2016 Annual Homeless Count (One More Time)
by David Levine, President and CEO
At the Ventures in Community (VIC) April Meeting, we heard a summary of the 2016 Annual Homeless Count (aka the HUD “Point-in-Time” Survey) from Dean Klein, the Director of the County’s Office to Prevent and End Homelessness.
I had reported in a previous weekly update that the homeless count numbers had improved. In particular, since 2008, homelessness in the County has decreased 42 percent. Here’s a photo of Dean in the sanctuary of Rising Hope United Methodist Church.
What struck me in the numbers was one feature of singles vs. family homelessness. For the homeless single adults (482 counted), only 28 percent were employed; while for the homeless persons living in families (577 counted), 66 percent were employed. So, in short, homeless singles are experiencing disabling conditions keeping them from housing and employment; while homeless families are largely working, but are experiencing economic impacts keeping them from housing.
None of this should be generalized too much.
But, this economic feature of singles vs. family homelessness has been noted for years. It also says much about the recent Great Recession in 2008. It was then that family homelessness ticked up — resulting from the economic factors corresponding to the downturn in the economy.
But more than just the economic downturn, as one economist said, the Great Recession was “particularly deep and costly… because it was driven by debt, particularly housing debt.”
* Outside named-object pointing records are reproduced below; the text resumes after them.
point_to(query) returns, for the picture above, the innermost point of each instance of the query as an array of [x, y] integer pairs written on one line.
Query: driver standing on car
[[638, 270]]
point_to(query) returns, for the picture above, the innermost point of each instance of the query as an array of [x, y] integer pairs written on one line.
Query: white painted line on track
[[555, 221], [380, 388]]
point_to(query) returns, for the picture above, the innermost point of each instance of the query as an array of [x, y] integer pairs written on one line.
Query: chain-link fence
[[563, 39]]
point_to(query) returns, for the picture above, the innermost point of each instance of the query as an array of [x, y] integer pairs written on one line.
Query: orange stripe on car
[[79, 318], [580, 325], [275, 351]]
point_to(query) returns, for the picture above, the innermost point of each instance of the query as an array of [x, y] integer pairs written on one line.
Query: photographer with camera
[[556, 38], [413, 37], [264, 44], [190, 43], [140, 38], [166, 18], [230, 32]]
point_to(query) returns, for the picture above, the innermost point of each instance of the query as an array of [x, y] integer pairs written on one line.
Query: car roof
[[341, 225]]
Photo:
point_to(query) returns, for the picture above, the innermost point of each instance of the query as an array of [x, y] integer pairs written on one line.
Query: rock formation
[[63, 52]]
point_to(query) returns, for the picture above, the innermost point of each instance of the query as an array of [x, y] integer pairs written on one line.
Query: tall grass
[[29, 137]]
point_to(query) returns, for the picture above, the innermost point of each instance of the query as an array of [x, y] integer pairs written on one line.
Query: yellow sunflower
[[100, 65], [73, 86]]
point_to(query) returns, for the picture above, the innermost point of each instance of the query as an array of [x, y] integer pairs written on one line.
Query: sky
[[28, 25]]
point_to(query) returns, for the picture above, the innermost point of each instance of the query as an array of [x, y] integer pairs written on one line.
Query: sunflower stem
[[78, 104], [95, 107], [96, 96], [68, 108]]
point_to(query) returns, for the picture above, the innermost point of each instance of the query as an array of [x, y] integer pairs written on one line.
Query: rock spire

Working families had their homes taken away by foreclosures. Alternatively, renter families lost their housing when the owner of their rental housing fell behind on the mortgage — and the owner’s house was lost to foreclosure.
And so this cycle escalated, resulting in even greater numbers of working families experiencing homelessness. Families took the brunt of it; they got the short stick when it came to the housing market.